Study Guide

Babbitt Women and Femininity

By Harry Sinclair Lewis

Women and Femininity

It's clear from George Babbitt's insecurities that masculinity is a big concern in Babbitt. But as large a theme as masculinity is, the concept of femininity is just as important. After all, if you're living in a society that insists men should act like traditional men, it's also going to insist that women act like women.

This usually means that women are supposed to be quiet and passive compared to men, and that the ladeez should take care of their appearances in order to please men. Men like Babbitt, though, are perfectly aware of how shallow this kind of thinking is. The problem is that they keep buying into it anyway.

Questions About Women and Femininity

  1. In which moments do characters in this book show concern about how "feminine" certain female characters are?
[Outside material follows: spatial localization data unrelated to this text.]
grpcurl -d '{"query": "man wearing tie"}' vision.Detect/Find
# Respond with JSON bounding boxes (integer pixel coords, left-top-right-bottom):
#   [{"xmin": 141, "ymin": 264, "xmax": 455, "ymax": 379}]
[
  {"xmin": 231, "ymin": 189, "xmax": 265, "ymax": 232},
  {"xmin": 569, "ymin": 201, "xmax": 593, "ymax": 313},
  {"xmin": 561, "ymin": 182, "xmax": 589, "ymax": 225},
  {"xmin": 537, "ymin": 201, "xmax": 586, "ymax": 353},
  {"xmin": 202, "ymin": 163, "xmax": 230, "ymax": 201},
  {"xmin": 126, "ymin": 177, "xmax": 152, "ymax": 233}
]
Do they tend to worry about being too feminine or too un-feminine?
  2. In what ways is Myra Babbitt oppressed by her role in the Babbitt house? Why is Babbitt allowed to express his dissatisfaction in ways that she can't?
  3. What is the connection in this book between anxieties about femininity and anxieties about getting older? Use specific evidence from the text to support your answer.

Chew on This

In Babbitt, we find that almost every female character faces significant restrictions on her opportunities in life because she's a woman.

In Babbitt, Sinclair Lewis shows us that women have a lot of the same dissatisfactions as men. The main difference is that they can't express their dissatisfaction without being labeled as "nags."